Quando Daiane dos Santos saltou para o ouro no solo de Anaheim (USA), a travessa Rebeca Andrade dava seus pulinhos no chão de dona Rosa. Levada para fazer um teste em um projeto social da prefeitura de Guarulhos (SP), ouviu da treinadora responsável em tom de brincadeira: “Uau! essa é a futura Daiane dos Santos!”
O “Brasileirinho de Daiane” abria não apenas os olhos de profissionais, mas as lentes do mundo para as possibilidades de um país periférico na ginástica artística. Pela primeira vez um time de ginastas brasileiras garantia vaga numa olimpíada. Ao berço íamos nós: Atenas 2004. Claro que a equipe não seria páreo para as nascidas em centros de tradição como a Romênia e os USA. No entanto, o tempo era promissor. O trabalho de base na modalidade ganhava fôlego e a beleza dos espetáculos trazia popularidade. E, talvez o mais importante: uma menina negra, vinda da periferia, ensinava ao mundo que aquele palco também era para meninas de sua cor. Só anos depois, nele brilhariam Gabby Douglas e Simone Biles.

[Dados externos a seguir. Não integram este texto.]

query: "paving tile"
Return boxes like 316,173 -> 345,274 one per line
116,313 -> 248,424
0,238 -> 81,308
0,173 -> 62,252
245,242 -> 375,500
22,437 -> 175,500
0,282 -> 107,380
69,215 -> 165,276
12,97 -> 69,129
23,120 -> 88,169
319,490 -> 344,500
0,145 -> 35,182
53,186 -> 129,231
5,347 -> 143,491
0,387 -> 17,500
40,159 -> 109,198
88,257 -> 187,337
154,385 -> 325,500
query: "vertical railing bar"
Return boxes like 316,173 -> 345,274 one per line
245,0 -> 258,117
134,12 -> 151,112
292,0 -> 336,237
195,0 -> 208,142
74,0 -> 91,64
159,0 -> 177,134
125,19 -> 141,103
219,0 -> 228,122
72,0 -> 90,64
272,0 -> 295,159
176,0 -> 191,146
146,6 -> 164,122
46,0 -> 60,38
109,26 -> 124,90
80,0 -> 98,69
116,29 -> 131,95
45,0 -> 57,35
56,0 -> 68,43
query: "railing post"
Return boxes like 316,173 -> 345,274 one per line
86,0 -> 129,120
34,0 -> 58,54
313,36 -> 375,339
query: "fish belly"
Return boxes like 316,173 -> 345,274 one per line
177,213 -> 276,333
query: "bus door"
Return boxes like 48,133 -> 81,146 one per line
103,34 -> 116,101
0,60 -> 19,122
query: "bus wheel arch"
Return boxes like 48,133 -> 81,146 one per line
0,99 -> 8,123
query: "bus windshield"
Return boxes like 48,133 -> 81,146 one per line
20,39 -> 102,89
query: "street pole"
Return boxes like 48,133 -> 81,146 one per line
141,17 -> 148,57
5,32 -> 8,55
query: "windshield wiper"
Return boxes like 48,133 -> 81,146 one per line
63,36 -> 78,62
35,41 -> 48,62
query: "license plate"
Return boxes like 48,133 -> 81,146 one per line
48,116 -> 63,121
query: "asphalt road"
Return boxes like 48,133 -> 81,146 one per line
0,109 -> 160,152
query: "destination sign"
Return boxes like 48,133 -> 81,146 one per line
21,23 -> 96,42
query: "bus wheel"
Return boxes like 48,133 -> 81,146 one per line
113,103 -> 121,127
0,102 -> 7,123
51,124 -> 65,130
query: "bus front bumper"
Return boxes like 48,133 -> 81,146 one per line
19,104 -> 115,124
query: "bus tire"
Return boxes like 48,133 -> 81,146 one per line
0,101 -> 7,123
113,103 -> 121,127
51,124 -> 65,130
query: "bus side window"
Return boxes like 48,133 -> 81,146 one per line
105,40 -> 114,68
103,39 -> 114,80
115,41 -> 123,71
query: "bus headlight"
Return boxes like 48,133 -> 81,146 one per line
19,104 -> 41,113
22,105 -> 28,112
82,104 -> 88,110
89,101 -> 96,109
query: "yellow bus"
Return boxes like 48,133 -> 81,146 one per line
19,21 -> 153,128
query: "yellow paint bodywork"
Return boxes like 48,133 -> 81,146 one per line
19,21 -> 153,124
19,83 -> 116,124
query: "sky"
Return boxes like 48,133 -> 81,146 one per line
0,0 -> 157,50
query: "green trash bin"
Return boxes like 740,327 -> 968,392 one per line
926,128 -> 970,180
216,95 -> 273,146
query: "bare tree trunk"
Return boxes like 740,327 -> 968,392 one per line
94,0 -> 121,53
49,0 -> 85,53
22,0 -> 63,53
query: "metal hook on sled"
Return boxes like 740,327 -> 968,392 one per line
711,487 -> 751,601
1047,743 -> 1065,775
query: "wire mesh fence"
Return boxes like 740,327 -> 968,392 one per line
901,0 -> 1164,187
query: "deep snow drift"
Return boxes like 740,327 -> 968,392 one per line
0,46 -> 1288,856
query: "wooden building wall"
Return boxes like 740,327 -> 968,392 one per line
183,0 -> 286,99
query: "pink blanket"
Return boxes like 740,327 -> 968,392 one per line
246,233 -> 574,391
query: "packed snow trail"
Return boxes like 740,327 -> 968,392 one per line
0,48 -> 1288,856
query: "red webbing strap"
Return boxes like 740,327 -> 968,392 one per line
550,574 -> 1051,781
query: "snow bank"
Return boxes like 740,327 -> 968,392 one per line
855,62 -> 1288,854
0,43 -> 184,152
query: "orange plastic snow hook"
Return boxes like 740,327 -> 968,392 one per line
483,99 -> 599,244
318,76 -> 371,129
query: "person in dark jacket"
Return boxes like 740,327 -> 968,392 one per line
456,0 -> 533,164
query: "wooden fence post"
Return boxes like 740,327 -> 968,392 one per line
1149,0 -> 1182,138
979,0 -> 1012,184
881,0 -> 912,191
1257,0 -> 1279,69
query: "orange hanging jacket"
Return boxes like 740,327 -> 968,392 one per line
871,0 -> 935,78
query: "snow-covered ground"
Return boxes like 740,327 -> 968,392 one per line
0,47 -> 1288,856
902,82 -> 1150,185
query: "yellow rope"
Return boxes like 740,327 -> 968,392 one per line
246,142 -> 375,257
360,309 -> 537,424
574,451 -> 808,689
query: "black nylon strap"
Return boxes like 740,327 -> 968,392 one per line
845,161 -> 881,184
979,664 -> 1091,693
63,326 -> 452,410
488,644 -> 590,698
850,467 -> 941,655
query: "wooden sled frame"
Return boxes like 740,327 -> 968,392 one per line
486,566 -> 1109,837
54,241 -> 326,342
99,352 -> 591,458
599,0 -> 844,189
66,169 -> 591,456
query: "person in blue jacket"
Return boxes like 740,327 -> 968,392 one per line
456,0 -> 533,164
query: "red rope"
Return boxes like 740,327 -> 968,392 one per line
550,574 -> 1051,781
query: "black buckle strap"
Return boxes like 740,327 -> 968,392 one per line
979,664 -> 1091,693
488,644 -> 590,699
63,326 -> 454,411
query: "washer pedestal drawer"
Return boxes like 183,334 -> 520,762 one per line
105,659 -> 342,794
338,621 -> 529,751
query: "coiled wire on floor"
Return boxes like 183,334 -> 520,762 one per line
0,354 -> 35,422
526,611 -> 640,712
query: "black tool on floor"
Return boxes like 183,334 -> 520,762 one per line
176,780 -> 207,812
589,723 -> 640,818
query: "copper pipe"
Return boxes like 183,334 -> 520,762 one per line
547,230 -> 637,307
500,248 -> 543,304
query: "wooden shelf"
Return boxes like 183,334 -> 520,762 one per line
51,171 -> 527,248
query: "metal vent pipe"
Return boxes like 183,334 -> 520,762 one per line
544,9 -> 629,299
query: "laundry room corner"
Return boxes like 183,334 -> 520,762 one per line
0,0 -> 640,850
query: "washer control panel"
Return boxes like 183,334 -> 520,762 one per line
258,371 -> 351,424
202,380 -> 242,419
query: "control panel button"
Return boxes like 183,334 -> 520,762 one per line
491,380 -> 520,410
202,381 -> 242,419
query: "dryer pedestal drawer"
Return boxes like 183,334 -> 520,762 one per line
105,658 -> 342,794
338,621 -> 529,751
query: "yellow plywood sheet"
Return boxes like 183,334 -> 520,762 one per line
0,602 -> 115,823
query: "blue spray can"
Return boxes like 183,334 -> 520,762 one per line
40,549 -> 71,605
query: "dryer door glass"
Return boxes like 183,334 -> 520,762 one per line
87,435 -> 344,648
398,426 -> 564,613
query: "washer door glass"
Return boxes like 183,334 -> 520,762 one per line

Enquanto isso a pequena crescia naquele ginásio que a acolheu e a levava para torneios infantis como um interclubes em Cuba, quando “ir para Cuba” ainda não significava xingamento. No mesmo tablado também conheceria as estrelas Daiane e Laís Souza em um treino. Gostou de ter seus pequenos erros corrigidos pelas grandes. Um contato simples que cria referências. Os olhos meninos descobrem que medalhistas são de carne e osso e treinam duro todos os dias. Não tardaria a encontrar sua vaga em um lugar de excelência ainda que isso significasse viver longe da ex-empregada doméstica Rosa, sua mãe.
Fora dos centros e longe do milionário futebol masculino só bons resultados atraem os clubes e todo o aparato multidisciplinar de preparação. De posse disso, os periféricos ocupam os pódios, podendo enfim se igualar aos bem-nascidos. São muitos os exemplos, quase sempre citados romanticamente como heróis. Sim, são heroínas por suas superações individuais, porém não podemos esquecer que, em sua maioria, são produtos de projetos sociais de iniciação esportiva que deveria estar presente na educação básica. Cabe então perguntar: quantas rebecas perdemos por não ter alguém que segure as suas mãozinhas e reconheça em seus movimentos uma futura atleta?
Aterrissemos em Tóquio 2020, no difícil ano de 2021 e na motivação desta crônica. Um funk da periferia de São Paulo anima a coreografia cuja nota levaria sua executora à final olímpica no Individual Geral e a uma medalha de prata. A segunda melhor ginasta do mundo é brasileira e negra. E isso ainda não é tudo. A olimpíada segue e nossa pequena estrela ainda disputará mais duas finais. Não me parece ter sido à toa a sua escolha musical.
Escuto MC João, em arranjo para violino. Não sou do funk. Confesso que a vulgaridade das letras às vezes me irrita. Escuto J. S. Bach. Escuto a mixagem. Meus dedos se apressam e decidem não esperar os próximos passos. Escrevo: Rebeca Andrade já é campeã. Dois títulos duelam na minha mente. Opto pelo primeiro, viro de ponta-cabeça e coloco o segundo antes do ponto final. Eis: O salto de Rebeca, filha de Dona Rosa.